Now you must find the model coords that will give you the same world coords as the start of the arm after a whole bunch of transformations. In equation form,

world_coord = transformation_matrix * model_coord

You know the world_coord already: it's the start of the arm. You also know the transformation_matrix. You must solve for model_coord.

model_coord = (transformation_matrix)^(-1) * world_coord

You must pre-multiply the coords for the start of the arm with the inverse of the transformation matrix that you use to get you to the location that you're interested in. Just in case you don't have the routines or knowledge yet, here is how you can find the appropriate inverse in OpenGL. Say the entire transformation you wanted consisted of

glTranslatefv(some_vector)
glRotatef(some_angle, some_axis)

You could find the inverse by doing something like

glMatrixMode(GL_MODELVIEW);
glPushMatrix();
glLoadIdentity();
glRotatef(-some_angle, some_axis);
glTranslatefv(-some_vector);

*get the modelview matrix*
glPopMatrix();

Note that the angle and the vector are negated and the order in which the calls are made must be reversed.

edit::
The process I outlined can be used to find the coord of the beginning of the arm with respect to the fingers. Getting the coord of the finger with respect to the beginning of the arm should be even easier. You just have to mimic the matrix math that the pipline is doing for you:

glMatrixMode(GL_MODELVIEW);
glPushMatrix();
glLoadIdentity();

*do all your transformations*
*get the modelviewmatrix*

glPopMatrix();

finger_coord_rel_arm_beginning = transformation_matrix * whatever_finger_coord_was

Since you know what finger coord you would have used when drawing stuff after all the transformations, you can get the position relative to the beginning of the arm.

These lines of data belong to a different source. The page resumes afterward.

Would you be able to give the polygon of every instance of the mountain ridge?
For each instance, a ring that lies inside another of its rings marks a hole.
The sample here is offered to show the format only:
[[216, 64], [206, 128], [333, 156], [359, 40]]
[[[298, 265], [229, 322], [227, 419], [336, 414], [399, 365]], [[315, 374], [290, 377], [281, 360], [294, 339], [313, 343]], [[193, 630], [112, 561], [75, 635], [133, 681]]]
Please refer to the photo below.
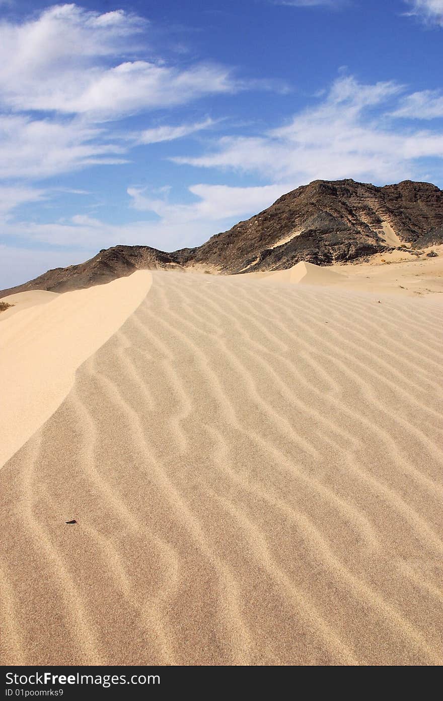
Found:
[[443, 191], [403, 180], [381, 186], [351, 179], [314, 180], [199, 246], [168, 253], [147, 245], [102, 249], [78, 265], [56, 268], [0, 291], [68, 292], [142, 268], [205, 266], [222, 274], [283, 270], [302, 260], [345, 264], [395, 247], [443, 243]]

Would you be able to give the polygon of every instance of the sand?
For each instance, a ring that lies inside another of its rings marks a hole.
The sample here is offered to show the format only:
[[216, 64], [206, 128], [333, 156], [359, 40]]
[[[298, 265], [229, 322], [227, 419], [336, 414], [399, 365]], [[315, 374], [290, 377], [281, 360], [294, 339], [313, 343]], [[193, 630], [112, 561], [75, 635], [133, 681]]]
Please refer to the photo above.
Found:
[[141, 271], [65, 294], [34, 290], [3, 298], [15, 306], [0, 315], [0, 465], [54, 413], [77, 368], [136, 308], [150, 281]]
[[[57, 292], [48, 292], [45, 290], [31, 290], [28, 292], [16, 292], [3, 297], [3, 301], [7, 301], [11, 306], [0, 314], [0, 322], [4, 321], [18, 311], [36, 306], [38, 304], [46, 304], [58, 297]], [[2, 327], [2, 328], [3, 328]]]
[[0, 473], [3, 664], [443, 663], [442, 295], [152, 278]]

[This message has been edited by UnIcron (edited 10-05-2003).]

nexusone
10-07-2003, 06:29 AM
The easy way would be to use variables and push/pop matrix.

See my clock demo on my website: www.angelfire.com/linux/nexusone/ (http://www.angelfire.com/linux/nexusone/)

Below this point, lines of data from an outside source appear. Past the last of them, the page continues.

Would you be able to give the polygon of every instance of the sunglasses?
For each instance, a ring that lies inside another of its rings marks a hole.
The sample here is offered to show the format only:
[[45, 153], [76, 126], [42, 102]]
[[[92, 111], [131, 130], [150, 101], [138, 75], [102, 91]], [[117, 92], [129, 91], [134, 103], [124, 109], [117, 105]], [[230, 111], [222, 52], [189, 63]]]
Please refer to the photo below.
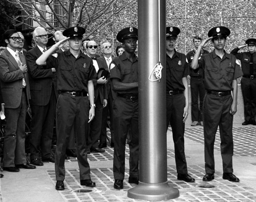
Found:
[[18, 40], [20, 40], [22, 38], [19, 37], [10, 37], [9, 39], [12, 39], [13, 41], [16, 41], [17, 39]]
[[41, 39], [43, 39], [44, 37], [48, 38], [48, 35], [45, 34], [45, 35], [38, 35], [38, 36], [36, 36], [36, 37], [40, 37]]
[[93, 47], [94, 48], [97, 48], [98, 47], [98, 46], [97, 45], [89, 45], [88, 46], [88, 47], [89, 48], [92, 48]]

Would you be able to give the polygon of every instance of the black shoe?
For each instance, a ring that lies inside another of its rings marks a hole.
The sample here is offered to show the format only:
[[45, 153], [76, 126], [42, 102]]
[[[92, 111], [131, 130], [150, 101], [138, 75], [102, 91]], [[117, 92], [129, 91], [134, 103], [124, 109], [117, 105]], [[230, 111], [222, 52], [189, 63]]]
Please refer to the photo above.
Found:
[[76, 150], [76, 149], [68, 149], [66, 151], [66, 154], [69, 157], [77, 157]]
[[94, 187], [96, 185], [95, 183], [92, 181], [91, 179], [89, 180], [81, 180], [80, 184], [82, 186], [86, 186], [87, 187]]
[[50, 157], [49, 157], [48, 158], [45, 158], [44, 159], [42, 159], [42, 161], [44, 162], [55, 163], [55, 159], [54, 157], [53, 156], [51, 156]]
[[256, 121], [255, 120], [251, 120], [251, 124], [253, 125], [256, 125]]
[[116, 189], [122, 189], [123, 188], [122, 180], [115, 180], [114, 188]]
[[105, 149], [102, 149], [102, 148], [91, 148], [91, 152], [96, 152], [98, 153], [103, 153], [103, 152], [105, 152]]
[[56, 190], [63, 190], [65, 189], [63, 181], [61, 181], [60, 180], [57, 181], [57, 182], [56, 183], [55, 189]]
[[44, 163], [38, 159], [33, 159], [31, 160], [31, 164], [36, 165], [38, 166], [41, 166], [44, 165]]
[[106, 147], [106, 143], [99, 143], [98, 147], [99, 148], [105, 148]]
[[178, 174], [177, 179], [183, 181], [192, 183], [195, 182], [195, 179], [188, 174]]
[[19, 172], [19, 169], [16, 167], [4, 167], [4, 170], [8, 171], [8, 172]]
[[203, 178], [203, 181], [211, 181], [214, 180], [214, 174], [206, 173]]
[[227, 180], [230, 182], [239, 182], [240, 180], [232, 172], [223, 172], [222, 178], [224, 180]]
[[244, 122], [243, 123], [242, 123], [242, 125], [249, 125], [250, 123], [251, 123], [251, 122], [250, 121], [245, 120], [244, 121]]
[[23, 164], [17, 164], [15, 165], [15, 167], [18, 168], [24, 168], [24, 169], [35, 169], [36, 166], [29, 164], [28, 163], [25, 163]]
[[128, 179], [128, 182], [130, 184], [136, 184], [136, 185], [138, 185], [139, 178], [137, 177], [129, 176], [129, 179]]

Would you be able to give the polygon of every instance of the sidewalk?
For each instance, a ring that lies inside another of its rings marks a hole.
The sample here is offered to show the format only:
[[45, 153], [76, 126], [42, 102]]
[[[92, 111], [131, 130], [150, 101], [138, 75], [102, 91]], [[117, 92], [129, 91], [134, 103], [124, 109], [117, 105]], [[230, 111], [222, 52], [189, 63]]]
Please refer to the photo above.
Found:
[[[167, 178], [168, 183], [179, 189], [180, 196], [170, 201], [256, 201], [256, 127], [234, 125], [234, 174], [240, 179], [238, 183], [222, 179], [222, 163], [220, 138], [215, 141], [215, 179], [202, 181], [205, 174], [203, 127], [187, 127], [185, 149], [189, 174], [195, 183], [177, 180], [174, 144], [170, 129], [167, 132]], [[109, 145], [108, 145], [109, 146]], [[66, 189], [55, 189], [54, 165], [45, 163], [35, 170], [20, 169], [18, 173], [4, 171], [0, 179], [1, 202], [61, 201], [143, 201], [127, 197], [127, 191], [136, 185], [127, 183], [129, 149], [126, 146], [126, 170], [124, 189], [113, 188], [113, 148], [108, 147], [103, 154], [88, 155], [91, 177], [96, 187], [90, 188], [80, 185], [79, 170], [75, 158], [66, 161]], [[211, 188], [203, 188], [212, 185]], [[77, 192], [79, 191], [79, 192]], [[90, 191], [91, 192], [89, 192]]]

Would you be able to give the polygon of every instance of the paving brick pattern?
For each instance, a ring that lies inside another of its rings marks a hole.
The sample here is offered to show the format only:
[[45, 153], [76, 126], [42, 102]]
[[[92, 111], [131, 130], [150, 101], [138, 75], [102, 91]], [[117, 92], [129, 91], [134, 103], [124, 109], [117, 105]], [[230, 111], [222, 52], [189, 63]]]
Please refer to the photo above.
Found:
[[[128, 171], [128, 170], [126, 170]], [[243, 183], [232, 183], [223, 180], [222, 173], [216, 171], [215, 180], [210, 182], [202, 181], [204, 174], [204, 165], [192, 165], [188, 167], [189, 173], [193, 173], [196, 183], [187, 183], [177, 180], [175, 166], [167, 167], [167, 179], [169, 185], [179, 189], [180, 196], [170, 200], [172, 201], [255, 201], [255, 189]], [[114, 178], [112, 168], [93, 168], [91, 169], [92, 180], [96, 183], [93, 188], [80, 185], [79, 171], [77, 169], [66, 170], [65, 181], [66, 189], [59, 191], [65, 201], [143, 201], [127, 197], [127, 190], [134, 186], [127, 180], [128, 172], [125, 172], [123, 190], [117, 190], [113, 188]], [[47, 173], [54, 185], [56, 183], [54, 170], [48, 170]], [[211, 188], [203, 188], [202, 186]], [[77, 192], [80, 190], [80, 192]], [[81, 191], [92, 190], [90, 192]]]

I would treat the Robot as its own world space.

You have first the world space in which the robot is moving around in.

//draw routine
void display(void)
{
// Setup the projection matrix

... here projection stuff ...

// setup our point of view of the world.

... glulookat or transforms to set our camera view ...

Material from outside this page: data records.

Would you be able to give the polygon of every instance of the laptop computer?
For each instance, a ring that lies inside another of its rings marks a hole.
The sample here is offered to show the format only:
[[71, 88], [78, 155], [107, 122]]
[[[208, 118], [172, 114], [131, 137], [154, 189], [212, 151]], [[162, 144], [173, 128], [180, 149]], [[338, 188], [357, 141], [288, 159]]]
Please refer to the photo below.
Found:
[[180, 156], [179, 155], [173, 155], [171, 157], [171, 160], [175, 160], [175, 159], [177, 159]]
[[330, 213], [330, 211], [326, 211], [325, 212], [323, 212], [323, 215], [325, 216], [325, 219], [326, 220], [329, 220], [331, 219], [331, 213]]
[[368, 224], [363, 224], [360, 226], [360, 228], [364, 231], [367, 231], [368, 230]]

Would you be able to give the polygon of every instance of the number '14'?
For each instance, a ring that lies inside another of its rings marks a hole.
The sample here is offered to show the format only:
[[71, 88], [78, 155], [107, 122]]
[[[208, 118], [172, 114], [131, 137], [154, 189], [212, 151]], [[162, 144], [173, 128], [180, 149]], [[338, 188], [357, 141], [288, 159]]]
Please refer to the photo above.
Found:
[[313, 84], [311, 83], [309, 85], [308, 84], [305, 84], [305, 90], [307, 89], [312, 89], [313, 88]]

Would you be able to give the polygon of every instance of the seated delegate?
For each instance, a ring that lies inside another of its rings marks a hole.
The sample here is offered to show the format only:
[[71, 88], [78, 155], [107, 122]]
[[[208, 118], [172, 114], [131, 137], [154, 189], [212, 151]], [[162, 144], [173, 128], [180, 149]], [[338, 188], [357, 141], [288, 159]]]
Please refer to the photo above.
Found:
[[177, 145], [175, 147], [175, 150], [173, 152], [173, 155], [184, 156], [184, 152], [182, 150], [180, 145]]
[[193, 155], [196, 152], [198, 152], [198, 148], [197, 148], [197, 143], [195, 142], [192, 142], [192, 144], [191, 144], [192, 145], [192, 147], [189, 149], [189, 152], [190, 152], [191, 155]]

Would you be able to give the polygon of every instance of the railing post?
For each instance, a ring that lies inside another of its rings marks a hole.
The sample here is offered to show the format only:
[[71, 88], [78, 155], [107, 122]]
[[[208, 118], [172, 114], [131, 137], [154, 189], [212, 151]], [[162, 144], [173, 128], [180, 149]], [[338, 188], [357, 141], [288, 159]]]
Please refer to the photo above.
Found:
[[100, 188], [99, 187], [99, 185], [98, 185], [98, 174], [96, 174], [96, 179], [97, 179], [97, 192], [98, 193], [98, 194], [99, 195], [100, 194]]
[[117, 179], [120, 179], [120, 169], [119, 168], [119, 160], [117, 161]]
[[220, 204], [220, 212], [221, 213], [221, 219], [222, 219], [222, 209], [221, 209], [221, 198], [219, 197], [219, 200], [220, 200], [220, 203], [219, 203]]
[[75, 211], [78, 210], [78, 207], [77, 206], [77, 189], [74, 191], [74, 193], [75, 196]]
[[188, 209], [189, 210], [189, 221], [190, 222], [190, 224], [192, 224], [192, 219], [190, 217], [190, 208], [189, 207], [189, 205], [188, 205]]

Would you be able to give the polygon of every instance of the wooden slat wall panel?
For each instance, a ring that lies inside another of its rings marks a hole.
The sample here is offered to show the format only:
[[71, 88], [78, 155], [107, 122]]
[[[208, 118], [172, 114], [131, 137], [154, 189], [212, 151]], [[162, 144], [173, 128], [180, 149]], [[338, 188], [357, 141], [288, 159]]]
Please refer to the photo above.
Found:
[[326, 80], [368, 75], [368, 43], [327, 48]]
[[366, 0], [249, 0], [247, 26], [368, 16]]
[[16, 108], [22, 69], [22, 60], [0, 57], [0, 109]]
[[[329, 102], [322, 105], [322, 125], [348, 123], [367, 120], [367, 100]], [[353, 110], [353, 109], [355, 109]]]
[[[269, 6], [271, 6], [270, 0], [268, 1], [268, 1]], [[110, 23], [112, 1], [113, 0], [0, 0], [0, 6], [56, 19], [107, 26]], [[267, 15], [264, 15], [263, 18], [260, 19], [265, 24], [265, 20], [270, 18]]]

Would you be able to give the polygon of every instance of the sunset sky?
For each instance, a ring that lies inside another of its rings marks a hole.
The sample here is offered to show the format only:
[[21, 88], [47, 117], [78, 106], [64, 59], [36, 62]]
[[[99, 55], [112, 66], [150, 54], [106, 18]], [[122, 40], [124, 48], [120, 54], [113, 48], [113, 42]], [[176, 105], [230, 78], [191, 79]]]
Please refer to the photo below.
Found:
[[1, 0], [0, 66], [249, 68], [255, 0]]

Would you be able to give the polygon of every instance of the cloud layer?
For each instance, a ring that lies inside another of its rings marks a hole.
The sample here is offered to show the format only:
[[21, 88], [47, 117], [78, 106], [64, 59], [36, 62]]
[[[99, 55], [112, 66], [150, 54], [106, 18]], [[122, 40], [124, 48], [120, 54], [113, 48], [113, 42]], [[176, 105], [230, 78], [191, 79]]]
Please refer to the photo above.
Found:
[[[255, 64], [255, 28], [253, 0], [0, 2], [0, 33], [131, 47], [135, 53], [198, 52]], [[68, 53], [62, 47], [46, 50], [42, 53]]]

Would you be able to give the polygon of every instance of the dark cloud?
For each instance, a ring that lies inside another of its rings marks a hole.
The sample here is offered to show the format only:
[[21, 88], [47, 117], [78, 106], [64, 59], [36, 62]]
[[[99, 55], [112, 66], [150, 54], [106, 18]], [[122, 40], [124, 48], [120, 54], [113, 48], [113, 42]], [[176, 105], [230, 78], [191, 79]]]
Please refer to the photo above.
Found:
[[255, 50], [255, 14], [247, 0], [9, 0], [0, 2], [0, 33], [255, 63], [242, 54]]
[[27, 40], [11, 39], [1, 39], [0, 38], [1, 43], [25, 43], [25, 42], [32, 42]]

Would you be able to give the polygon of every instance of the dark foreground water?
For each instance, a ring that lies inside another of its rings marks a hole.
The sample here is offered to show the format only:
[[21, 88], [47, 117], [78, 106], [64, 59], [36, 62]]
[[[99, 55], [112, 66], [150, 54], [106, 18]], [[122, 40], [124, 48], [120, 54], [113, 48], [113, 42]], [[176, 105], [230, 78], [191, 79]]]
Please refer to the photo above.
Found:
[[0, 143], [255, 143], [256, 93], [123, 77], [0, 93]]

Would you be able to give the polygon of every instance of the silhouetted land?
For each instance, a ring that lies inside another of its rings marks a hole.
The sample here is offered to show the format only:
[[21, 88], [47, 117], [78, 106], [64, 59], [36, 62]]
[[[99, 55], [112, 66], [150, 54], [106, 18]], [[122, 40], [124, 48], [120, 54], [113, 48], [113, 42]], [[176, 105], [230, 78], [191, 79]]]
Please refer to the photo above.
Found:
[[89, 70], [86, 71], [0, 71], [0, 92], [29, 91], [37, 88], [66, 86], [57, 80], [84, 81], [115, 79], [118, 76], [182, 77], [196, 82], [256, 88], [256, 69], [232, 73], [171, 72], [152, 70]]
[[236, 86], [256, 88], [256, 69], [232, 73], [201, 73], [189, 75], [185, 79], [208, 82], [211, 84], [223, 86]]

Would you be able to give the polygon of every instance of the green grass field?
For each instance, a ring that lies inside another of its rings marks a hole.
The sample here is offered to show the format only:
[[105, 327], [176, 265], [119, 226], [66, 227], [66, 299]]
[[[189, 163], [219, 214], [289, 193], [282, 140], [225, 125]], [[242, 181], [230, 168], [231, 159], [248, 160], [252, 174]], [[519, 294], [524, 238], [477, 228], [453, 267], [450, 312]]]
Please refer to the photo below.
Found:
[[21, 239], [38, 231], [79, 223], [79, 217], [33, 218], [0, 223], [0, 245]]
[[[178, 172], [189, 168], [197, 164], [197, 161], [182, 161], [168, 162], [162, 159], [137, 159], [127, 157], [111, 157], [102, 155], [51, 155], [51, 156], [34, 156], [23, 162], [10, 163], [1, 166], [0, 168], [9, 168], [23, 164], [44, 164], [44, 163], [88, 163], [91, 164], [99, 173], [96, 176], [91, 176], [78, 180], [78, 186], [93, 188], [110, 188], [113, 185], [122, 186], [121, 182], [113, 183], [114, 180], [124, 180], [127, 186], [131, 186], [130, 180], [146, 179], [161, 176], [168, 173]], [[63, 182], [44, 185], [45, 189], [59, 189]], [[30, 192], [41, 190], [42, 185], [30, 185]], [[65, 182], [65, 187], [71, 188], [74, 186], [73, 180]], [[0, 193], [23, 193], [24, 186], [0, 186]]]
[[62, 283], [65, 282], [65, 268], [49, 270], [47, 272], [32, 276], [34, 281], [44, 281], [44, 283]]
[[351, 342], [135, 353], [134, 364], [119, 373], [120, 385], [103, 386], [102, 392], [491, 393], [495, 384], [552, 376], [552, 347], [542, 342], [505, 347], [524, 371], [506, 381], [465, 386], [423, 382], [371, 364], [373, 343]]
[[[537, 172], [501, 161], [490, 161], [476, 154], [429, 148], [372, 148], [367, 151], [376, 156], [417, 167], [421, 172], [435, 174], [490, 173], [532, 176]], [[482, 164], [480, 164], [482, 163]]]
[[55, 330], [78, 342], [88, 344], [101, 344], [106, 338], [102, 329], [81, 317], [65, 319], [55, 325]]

// Draw our object aka Robot

glPushMatrix(); // Start of our Robot's world space
glTranslate // Location of Robot in our world
glRotate // Rotation of Robot in our world.
// Note that all the robots body parts are drawn relative to the robots world space.
// By doing this we don't have to worry about where the part are in respect to world space, only to the robot.
// Draw main body
DrawBody();
// Draw head
glPushMatrix() // here we save the current robot's world space so that the transforms for the next body parts dont' effect other parts.
glTranslate // Location of head relative to body
glRotate // We would stick some variables here so that we could make our robot move his head by changing them.
drawHead();
glPopMatrix(); // Restore Matrix to Robots space origin

// Draw Left Arm
glPushMatrix();
glTranslate // Location of arm on body
glRotate // rotation of body another place to use a variable for arm movement
drawArm();
// Left arm Elbow junction
glPushMatrix() // Since the Elbow moves in conjunction with the main arm we now save the matrix based the main arm.
glTranslate // Move next section of left arm
glRotate // Here would be rotation of elbow varaible
drawArm(); this would be the next section
// We could add a hand by adding another Push matrix, but hope you see the patern here.

glPopMatrix(); // End elbow

glPopMatrix(); // End arm

// You would repeat above for next arm, legs etc.